State of Maine v. Clifford W. Thornton

2015 ME 15, 111 A.3d 31, 2015 Me. LEXIS 15
CourtSupreme Judicial Court of Maine
DecidedFebruary 12, 2015
DocketDocket Was-14-65
StatusPublished
Cited by3 cases

This text of 2015 ME 15 (State of Maine v. Clifford W. Thornton) is published on Counsel Stack Legal Research, covering Supreme Judicial Court of Maine primary law. Counsel Stack provides free access to over 12 million legal documents including statutes, case law, regulations, and constitutions.

Bluebook
State of Maine v. Clifford W. Thornton, 2015 ME 15, 111 A.3d 31, 2015 Me.
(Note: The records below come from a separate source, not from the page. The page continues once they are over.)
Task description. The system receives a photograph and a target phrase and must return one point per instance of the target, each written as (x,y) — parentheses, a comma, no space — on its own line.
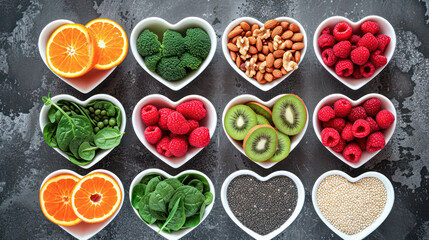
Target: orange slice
(55,197)
(96,197)
(111,41)
(70,51)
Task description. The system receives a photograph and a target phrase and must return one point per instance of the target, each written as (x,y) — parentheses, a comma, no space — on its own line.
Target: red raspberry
(177,123)
(149,115)
(361,128)
(342,49)
(369,41)
(328,57)
(192,110)
(384,119)
(342,107)
(200,137)
(344,68)
(375,142)
(152,134)
(342,31)
(360,55)
(325,114)
(369,27)
(352,152)
(330,137)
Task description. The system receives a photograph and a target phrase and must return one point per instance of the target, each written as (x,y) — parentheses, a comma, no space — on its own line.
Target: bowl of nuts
(264,54)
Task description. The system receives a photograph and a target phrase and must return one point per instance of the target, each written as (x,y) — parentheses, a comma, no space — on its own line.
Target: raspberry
(152,134)
(372,106)
(149,115)
(352,152)
(369,41)
(342,31)
(344,68)
(375,142)
(357,113)
(328,57)
(369,27)
(177,123)
(325,114)
(192,110)
(200,137)
(360,55)
(384,119)
(330,137)
(342,49)
(361,128)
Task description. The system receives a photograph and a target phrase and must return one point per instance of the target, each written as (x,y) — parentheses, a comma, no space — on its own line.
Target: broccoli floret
(197,42)
(171,69)
(148,44)
(173,44)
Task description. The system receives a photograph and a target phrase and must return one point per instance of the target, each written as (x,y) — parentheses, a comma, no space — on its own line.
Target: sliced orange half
(111,41)
(55,197)
(96,197)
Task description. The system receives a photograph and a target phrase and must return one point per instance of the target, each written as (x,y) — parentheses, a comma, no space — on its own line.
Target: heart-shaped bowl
(161,101)
(159,26)
(330,100)
(385,28)
(245,98)
(299,204)
(87,230)
(181,233)
(389,202)
(83,84)
(43,120)
(269,85)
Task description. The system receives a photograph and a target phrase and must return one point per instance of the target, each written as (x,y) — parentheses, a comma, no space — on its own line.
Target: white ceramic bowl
(385,28)
(181,233)
(245,98)
(299,204)
(43,120)
(87,230)
(389,203)
(159,26)
(83,84)
(251,21)
(330,100)
(161,101)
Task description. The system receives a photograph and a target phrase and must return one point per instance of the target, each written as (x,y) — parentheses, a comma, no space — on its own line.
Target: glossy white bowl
(159,26)
(388,207)
(299,204)
(83,84)
(385,28)
(43,120)
(181,233)
(386,104)
(84,230)
(160,101)
(245,98)
(269,85)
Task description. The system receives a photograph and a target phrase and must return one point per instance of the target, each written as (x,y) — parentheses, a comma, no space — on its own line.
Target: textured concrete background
(25,159)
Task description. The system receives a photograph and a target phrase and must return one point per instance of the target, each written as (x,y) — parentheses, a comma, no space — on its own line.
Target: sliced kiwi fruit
(283,147)
(260,143)
(289,114)
(239,120)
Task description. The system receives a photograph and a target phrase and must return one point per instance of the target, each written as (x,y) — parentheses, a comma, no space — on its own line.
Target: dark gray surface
(25,160)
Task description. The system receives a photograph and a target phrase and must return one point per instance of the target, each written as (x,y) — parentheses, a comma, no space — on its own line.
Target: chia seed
(262,206)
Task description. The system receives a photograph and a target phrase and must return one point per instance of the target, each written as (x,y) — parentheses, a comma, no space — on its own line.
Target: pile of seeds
(262,206)
(351,207)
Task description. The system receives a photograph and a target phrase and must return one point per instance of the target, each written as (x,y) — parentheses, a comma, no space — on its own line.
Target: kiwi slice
(283,147)
(239,120)
(289,114)
(260,143)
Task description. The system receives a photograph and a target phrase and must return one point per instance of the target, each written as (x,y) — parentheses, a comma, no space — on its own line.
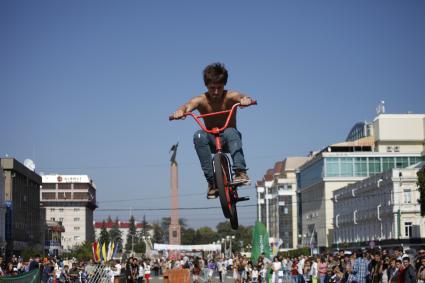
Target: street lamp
(230,245)
(147,239)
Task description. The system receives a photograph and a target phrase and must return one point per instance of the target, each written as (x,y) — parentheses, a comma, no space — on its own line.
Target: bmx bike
(222,166)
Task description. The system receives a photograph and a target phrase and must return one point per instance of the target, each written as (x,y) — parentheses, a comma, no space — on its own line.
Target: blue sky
(86,86)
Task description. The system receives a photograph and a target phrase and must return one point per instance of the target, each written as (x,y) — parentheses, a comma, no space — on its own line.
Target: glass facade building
(365,166)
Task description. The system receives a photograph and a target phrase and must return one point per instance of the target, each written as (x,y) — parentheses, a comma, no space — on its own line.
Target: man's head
(406,261)
(215,78)
(215,73)
(398,251)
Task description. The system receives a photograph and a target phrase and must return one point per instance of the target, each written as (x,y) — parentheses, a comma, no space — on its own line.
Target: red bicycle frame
(216,131)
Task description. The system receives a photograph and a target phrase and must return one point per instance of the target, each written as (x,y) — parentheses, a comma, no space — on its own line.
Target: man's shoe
(241,177)
(212,191)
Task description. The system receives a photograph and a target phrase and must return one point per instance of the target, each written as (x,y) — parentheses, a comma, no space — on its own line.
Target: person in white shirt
(276,267)
(254,275)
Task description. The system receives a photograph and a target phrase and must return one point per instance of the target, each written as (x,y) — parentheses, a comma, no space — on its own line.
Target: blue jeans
(231,140)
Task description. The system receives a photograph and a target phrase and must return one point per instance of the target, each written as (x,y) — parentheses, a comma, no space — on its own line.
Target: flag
(276,246)
(260,242)
(104,252)
(98,251)
(114,254)
(94,249)
(110,251)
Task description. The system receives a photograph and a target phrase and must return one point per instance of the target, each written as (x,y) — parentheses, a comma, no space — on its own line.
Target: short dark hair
(215,73)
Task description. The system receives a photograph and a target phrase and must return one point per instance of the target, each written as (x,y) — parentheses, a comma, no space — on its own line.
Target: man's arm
(238,97)
(188,107)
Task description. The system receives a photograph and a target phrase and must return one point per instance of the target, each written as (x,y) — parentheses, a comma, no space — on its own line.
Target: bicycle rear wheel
(222,180)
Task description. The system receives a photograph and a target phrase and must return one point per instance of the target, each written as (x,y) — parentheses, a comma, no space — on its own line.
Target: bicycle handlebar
(215,130)
(171,117)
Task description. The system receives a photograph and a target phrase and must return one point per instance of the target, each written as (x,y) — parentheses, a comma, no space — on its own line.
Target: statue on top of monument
(174,150)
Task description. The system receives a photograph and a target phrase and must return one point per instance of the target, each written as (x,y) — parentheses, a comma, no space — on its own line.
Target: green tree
(205,235)
(31,251)
(243,236)
(158,233)
(82,252)
(132,237)
(104,235)
(188,236)
(165,224)
(421,187)
(115,234)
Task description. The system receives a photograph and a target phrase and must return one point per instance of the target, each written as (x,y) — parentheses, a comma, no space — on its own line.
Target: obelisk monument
(174,230)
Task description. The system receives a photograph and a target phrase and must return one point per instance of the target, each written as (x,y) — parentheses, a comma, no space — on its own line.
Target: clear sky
(86,87)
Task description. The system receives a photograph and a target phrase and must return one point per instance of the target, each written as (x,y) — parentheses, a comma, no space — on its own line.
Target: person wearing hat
(35,263)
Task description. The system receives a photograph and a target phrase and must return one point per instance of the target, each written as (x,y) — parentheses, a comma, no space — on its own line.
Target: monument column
(174,229)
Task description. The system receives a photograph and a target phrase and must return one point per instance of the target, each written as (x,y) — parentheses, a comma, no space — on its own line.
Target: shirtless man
(217,99)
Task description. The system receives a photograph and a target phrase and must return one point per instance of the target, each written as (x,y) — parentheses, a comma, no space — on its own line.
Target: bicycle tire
(234,214)
(222,181)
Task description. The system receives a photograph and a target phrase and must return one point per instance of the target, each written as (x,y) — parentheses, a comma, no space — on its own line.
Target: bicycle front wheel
(222,180)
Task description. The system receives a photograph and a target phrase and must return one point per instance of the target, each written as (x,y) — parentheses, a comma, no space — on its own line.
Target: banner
(260,242)
(27,277)
(211,247)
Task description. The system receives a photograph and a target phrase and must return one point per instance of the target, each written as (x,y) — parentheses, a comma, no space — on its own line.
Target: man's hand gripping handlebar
(197,117)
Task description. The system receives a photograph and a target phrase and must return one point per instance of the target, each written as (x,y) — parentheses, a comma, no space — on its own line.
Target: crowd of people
(362,266)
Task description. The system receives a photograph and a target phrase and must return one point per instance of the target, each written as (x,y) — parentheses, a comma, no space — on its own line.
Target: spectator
(34,263)
(421,271)
(409,274)
(360,268)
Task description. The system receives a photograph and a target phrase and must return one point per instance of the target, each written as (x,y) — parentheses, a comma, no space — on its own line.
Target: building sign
(66,179)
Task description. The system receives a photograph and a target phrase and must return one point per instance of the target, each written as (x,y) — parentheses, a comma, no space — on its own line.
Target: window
(374,165)
(360,166)
(402,162)
(408,229)
(387,163)
(346,167)
(332,167)
(407,195)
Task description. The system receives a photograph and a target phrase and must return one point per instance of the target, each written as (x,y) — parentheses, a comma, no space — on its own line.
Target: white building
(124,228)
(71,200)
(2,213)
(277,202)
(395,141)
(379,208)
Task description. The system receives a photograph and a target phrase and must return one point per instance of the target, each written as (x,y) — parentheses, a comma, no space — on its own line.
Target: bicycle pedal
(243,199)
(241,184)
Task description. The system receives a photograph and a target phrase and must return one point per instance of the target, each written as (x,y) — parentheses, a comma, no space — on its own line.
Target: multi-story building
(395,141)
(53,242)
(277,202)
(2,213)
(124,228)
(70,199)
(24,222)
(380,208)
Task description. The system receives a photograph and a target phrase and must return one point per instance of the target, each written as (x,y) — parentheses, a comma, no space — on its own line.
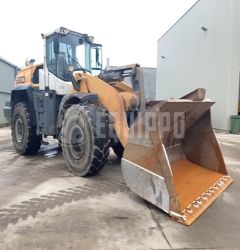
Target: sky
(127,29)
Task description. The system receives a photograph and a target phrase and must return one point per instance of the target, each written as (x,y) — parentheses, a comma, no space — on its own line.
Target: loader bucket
(173,159)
LEXIS 15 (Me. 2015).

Opinion

GORMAN, J.

[¶ 1] Clifford W. Thornton appeals from a judgment of conviction for one count of unlawful sexual contact (Class B), 17-A M.R.S. § 255-A(l)(E-l) (2014); two counts of unlawful sexual contact (Class C), 17-A M.R.S. § 255-A(l)(E); two counts of unlawful sexual contact (Class C), 17-A M.R.S.A. § 255(1)(C) (Supp. 2000); one count of unlawful sexual contact (Class C), 17-A M.R.S.A. § 255(1)(C) (Supp.1999); and one count of unlawful sexual contact (Class C), 17-A M.R.S.A. § 255(1)(C) (Supp.1996), entered by the court (Hunter; J.) after a jury trial. 1 Thornton challenges the court’s decision to allow the amendment of the indictment, as well as the admission of certain evidence at trial. We amend the judgment to correct a scrivener’s error, and affirm the conviction as amended.

I. BACKGROUND

[¶ 2] On January 14, 2013, a Washington County grand jury issued an indictment against Thornton that charged him with nine counts involving three different victims: Count I — gross sexual assault (Class A), 17-A M.R.S. § 253(1)(C) (2014); Count II — unlawful sexual contact (Class B), 17-A M.R.S. § 255-A(l)(E-l) (2014); Count III — unlawful sexual contact (Class C), 17-A M.R.S.A. § 255(1)(C) (Supp. 1999); Count IV — unlawful sexual contact (Class C), 17-A M.R.S.A. § 255(1)(C) (Supp.1996); Count V — unlawful sexual contact (Class C), 17-A M.R.S.A. § 255(1)(C) (Supp.2000); Count VI — unlawful sexual contact (Class C), 17-A M.R.S.A. § 255(1)(C) (Supp.2000); Count VII — unlawful sexual contact (Class C), 17-A M.R.S. § 255-A(l)(E); Count VIII— unlawful sexual contact (Class B), 17-A M.R.S. § 255-A(l)(E-l); and Count IX— unlawful sexual contact (Class B), 17-A M.R.S. § 255-A(l)(E-l). 2 With respect to Count IX in particular, the State alleged that Thornton had committed the offense of unlawful sexual contact between the dates of September 17, 2005, and March 24, 2006, and alleged that, at the time of this offense, the victim was not yet twelve *33 years old. Thornton pleaded not guilty to all nine counts.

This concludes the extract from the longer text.